Drummond Reed was nice enough to give me a one-on-one tutorial on XDI (the XRI Data Interchange activity at OASIS) during Digital Identity World this week.

If you have seen any fragments of the documents and identifiers that XDI uses, I think it’s a safe bet that you’ve probably understood nothing, and moved on. (Certainly, that would be an accurate description of myself so far.) However, now that I was indoctrinated ;-) by Drummond, I suddenly realize that there is method to the madness, and in fact a rather good method with unique insights and capabilities. We can all learn a bit it seems … let me share what I think I learned. (corrections appreciated, of course)

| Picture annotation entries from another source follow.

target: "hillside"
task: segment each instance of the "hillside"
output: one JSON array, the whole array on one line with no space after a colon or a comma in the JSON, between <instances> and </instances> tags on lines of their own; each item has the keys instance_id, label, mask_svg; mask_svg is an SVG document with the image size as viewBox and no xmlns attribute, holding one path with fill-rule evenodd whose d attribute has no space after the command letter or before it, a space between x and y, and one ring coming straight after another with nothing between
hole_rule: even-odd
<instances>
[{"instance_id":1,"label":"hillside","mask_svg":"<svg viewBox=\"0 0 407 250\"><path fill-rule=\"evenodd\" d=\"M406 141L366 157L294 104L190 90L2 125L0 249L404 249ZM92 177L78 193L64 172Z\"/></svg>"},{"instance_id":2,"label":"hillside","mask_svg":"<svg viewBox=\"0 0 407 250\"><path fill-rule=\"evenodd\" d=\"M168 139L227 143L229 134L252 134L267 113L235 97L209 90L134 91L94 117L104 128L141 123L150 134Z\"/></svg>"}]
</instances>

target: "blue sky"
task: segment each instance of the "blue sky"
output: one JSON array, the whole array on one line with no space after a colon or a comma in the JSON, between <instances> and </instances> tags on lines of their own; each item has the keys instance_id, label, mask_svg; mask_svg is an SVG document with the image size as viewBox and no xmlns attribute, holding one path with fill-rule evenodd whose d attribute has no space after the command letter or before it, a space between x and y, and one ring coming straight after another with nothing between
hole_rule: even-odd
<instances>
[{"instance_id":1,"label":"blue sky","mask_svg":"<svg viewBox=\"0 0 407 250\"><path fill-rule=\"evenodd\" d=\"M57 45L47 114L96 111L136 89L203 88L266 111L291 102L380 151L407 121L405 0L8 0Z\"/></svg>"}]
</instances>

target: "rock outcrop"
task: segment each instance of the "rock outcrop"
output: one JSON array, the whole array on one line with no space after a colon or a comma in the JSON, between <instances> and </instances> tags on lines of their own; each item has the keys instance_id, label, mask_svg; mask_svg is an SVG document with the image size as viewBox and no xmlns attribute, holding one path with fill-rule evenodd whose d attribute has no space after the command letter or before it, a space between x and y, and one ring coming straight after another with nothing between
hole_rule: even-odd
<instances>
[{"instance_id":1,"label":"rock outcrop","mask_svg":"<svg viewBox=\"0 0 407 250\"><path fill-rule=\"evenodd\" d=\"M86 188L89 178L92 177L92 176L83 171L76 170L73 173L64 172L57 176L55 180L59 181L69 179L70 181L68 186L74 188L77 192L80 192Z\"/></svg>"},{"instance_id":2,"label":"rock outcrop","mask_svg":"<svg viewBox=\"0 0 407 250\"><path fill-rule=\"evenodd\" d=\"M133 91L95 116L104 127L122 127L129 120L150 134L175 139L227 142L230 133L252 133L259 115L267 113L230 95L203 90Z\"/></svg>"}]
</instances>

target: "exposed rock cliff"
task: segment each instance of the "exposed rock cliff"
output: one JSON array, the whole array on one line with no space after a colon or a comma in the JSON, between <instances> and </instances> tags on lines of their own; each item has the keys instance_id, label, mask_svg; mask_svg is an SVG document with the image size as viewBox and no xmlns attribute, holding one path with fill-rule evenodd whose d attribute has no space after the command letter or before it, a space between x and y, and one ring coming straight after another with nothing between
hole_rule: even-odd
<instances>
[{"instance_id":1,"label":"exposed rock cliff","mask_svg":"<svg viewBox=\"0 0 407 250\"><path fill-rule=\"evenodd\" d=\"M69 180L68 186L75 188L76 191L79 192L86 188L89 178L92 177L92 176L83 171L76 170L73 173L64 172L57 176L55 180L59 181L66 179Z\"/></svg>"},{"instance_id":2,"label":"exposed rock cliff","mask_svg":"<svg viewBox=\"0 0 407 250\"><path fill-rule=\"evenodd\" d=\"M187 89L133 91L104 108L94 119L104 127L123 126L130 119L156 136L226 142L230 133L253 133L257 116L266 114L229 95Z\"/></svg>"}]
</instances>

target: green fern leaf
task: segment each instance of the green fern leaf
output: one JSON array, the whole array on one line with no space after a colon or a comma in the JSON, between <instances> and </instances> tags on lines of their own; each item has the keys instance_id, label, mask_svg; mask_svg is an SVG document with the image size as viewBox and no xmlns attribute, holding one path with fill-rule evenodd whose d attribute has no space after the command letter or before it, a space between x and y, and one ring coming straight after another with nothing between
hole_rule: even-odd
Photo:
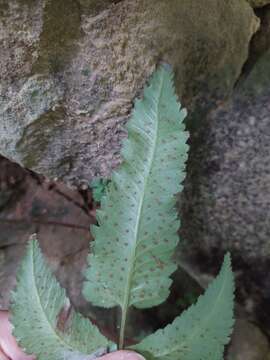
<instances>
[{"instance_id":1,"label":"green fern leaf","mask_svg":"<svg viewBox=\"0 0 270 360\"><path fill-rule=\"evenodd\" d=\"M135 102L124 161L101 200L100 226L92 227L84 295L97 306L119 305L123 322L129 306L151 307L169 295L180 225L173 195L182 189L188 151L185 116L172 71L160 67Z\"/></svg>"},{"instance_id":2,"label":"green fern leaf","mask_svg":"<svg viewBox=\"0 0 270 360\"><path fill-rule=\"evenodd\" d=\"M69 302L47 267L35 237L28 244L12 296L14 335L38 359L84 359L85 354L110 345L89 320L75 312L67 327L59 329L60 313Z\"/></svg>"},{"instance_id":3,"label":"green fern leaf","mask_svg":"<svg viewBox=\"0 0 270 360\"><path fill-rule=\"evenodd\" d=\"M149 360L221 360L233 326L234 279L230 256L197 303L133 349Z\"/></svg>"}]
</instances>

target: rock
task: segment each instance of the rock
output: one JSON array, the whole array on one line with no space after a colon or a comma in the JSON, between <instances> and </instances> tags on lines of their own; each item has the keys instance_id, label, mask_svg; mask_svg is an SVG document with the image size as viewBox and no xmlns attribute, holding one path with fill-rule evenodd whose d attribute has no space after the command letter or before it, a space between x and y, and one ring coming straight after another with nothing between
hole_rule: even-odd
<instances>
[{"instance_id":1,"label":"rock","mask_svg":"<svg viewBox=\"0 0 270 360\"><path fill-rule=\"evenodd\" d=\"M229 250L238 301L268 334L269 84L270 38L253 68L243 74L232 99L219 104L193 129L181 198L186 260L209 273Z\"/></svg>"},{"instance_id":2,"label":"rock","mask_svg":"<svg viewBox=\"0 0 270 360\"><path fill-rule=\"evenodd\" d=\"M270 4L269 0L248 0L248 2L253 7L261 7Z\"/></svg>"},{"instance_id":3,"label":"rock","mask_svg":"<svg viewBox=\"0 0 270 360\"><path fill-rule=\"evenodd\" d=\"M232 90L258 25L245 0L4 0L0 152L69 183L108 176L155 66L171 63L185 105L205 111Z\"/></svg>"},{"instance_id":4,"label":"rock","mask_svg":"<svg viewBox=\"0 0 270 360\"><path fill-rule=\"evenodd\" d=\"M238 319L226 359L270 360L269 341L255 324Z\"/></svg>"}]
</instances>

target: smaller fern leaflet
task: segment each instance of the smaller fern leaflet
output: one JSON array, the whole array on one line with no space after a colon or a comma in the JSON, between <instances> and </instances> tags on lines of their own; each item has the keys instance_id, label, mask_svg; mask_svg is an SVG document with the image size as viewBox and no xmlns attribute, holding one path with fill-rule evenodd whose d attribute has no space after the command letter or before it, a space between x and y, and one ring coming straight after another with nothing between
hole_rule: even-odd
<instances>
[{"instance_id":1,"label":"smaller fern leaflet","mask_svg":"<svg viewBox=\"0 0 270 360\"><path fill-rule=\"evenodd\" d=\"M132 349L148 360L222 360L232 332L234 279L230 256L197 303Z\"/></svg>"},{"instance_id":2,"label":"smaller fern leaflet","mask_svg":"<svg viewBox=\"0 0 270 360\"><path fill-rule=\"evenodd\" d=\"M35 236L18 271L12 303L14 335L20 346L39 360L82 360L112 345L96 326L73 310L64 328L59 326L60 314L69 301L47 267Z\"/></svg>"}]
</instances>

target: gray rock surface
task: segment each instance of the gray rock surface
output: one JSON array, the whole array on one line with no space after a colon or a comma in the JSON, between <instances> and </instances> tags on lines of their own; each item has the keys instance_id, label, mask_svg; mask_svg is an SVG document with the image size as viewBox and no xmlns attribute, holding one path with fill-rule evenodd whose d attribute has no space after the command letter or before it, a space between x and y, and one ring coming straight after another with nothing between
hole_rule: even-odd
<instances>
[{"instance_id":1,"label":"gray rock surface","mask_svg":"<svg viewBox=\"0 0 270 360\"><path fill-rule=\"evenodd\" d=\"M3 0L0 153L70 183L107 176L159 61L204 109L232 90L258 25L245 0Z\"/></svg>"},{"instance_id":2,"label":"gray rock surface","mask_svg":"<svg viewBox=\"0 0 270 360\"><path fill-rule=\"evenodd\" d=\"M252 322L237 319L227 360L270 360L267 337Z\"/></svg>"},{"instance_id":3,"label":"gray rock surface","mask_svg":"<svg viewBox=\"0 0 270 360\"><path fill-rule=\"evenodd\" d=\"M270 4L269 0L248 0L251 6L261 7Z\"/></svg>"}]
</instances>

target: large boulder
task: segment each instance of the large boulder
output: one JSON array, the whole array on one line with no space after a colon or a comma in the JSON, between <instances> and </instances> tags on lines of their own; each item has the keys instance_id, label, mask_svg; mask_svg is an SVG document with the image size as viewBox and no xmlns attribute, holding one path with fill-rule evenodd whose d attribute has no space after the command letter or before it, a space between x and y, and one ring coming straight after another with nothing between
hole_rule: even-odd
<instances>
[{"instance_id":1,"label":"large boulder","mask_svg":"<svg viewBox=\"0 0 270 360\"><path fill-rule=\"evenodd\" d=\"M69 183L107 176L156 65L201 113L232 90L258 25L246 0L4 0L0 153Z\"/></svg>"},{"instance_id":2,"label":"large boulder","mask_svg":"<svg viewBox=\"0 0 270 360\"><path fill-rule=\"evenodd\" d=\"M231 251L238 299L269 334L270 38L261 37L230 101L192 133L181 205L185 261L208 272Z\"/></svg>"},{"instance_id":3,"label":"large boulder","mask_svg":"<svg viewBox=\"0 0 270 360\"><path fill-rule=\"evenodd\" d=\"M248 0L253 7L261 7L270 4L269 0Z\"/></svg>"}]
</instances>

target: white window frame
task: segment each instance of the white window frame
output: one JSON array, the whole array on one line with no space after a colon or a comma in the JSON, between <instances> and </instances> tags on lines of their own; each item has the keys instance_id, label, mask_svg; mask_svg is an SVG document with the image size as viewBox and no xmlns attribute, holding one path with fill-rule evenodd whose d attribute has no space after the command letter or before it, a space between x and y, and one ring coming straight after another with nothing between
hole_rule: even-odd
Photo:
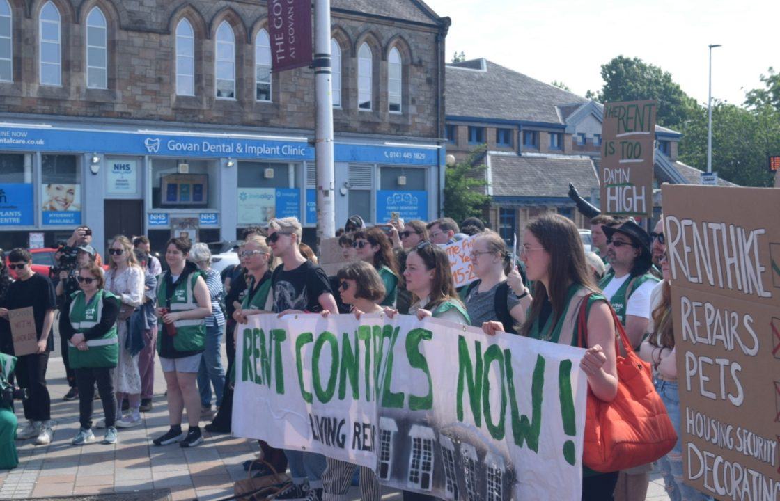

Drummond is probably going to kill me for this let me live this time he says ;-), but here’s my top-level summary of XDI:

  • All the world’s data can be represented as a graph, which consists of nodes and directed edges that connect the nodes. [Note: that’s the same basic model that RDF uses, that UML uses, and that we use in NetMesh InfoGrid]
  • Each node has a unique identifier, which may be an XRI or a URI. [If you don’t know what XRIs are or what value they bring, just think "URI" and you’ll miss very little from your vantage point.][Again, the same basic model that we use in NetMesh InfoGrid, except that our edges also have separate identifiers, while XDI uses a construction rule for the identifiers, but that does not matter very much.]
  • The graph of nodes and edges may be distributed all over the internet, and co-authored, without any constraints or central control, by anybody. [Generally a good assumption.]
  • To traverse the graph, even across servers, you start with some node, and define what we call a "TraversalSpecification" at NetMesh: a path description that can be applied to a node, such as "look for an edge of type X and return the resulting set of nodes", or "look for a sequence of edges of types X, Y and Z and return the set of nodes that also are green". It’s rather similar to an XPath expression, although of course there is a difference in whether it applies to a tree (as XML defines) or a directed graph (as in XDI, RDF, InfoGrid or LID).
  • Here comes XDI’s key innovation: each node, and the edges originating from that node, has an associated authority that makes the assertion that a certain node exists, and how it relates to other nodes via edges. So you can say not only "Jim is the father of Jill,", but you can say "in the opinion of Joe, Jim is the father of Jill", which is a set of semantics that so far has been missing from too many distributed information systems, and in particular from too many identity systems. This is absolutely needed!
  • I’m still not convinced at all by the particular file formats and identifier syntaxes that the XRI and XDI communities are using. They seem unnecessarily unusual and different. But, as I learned this week, the underlying concepts are sound and valuable, and should not be ignored just because the surface looks a bit like Mars ;-)

Go XDI, you have a valuable contribution to make!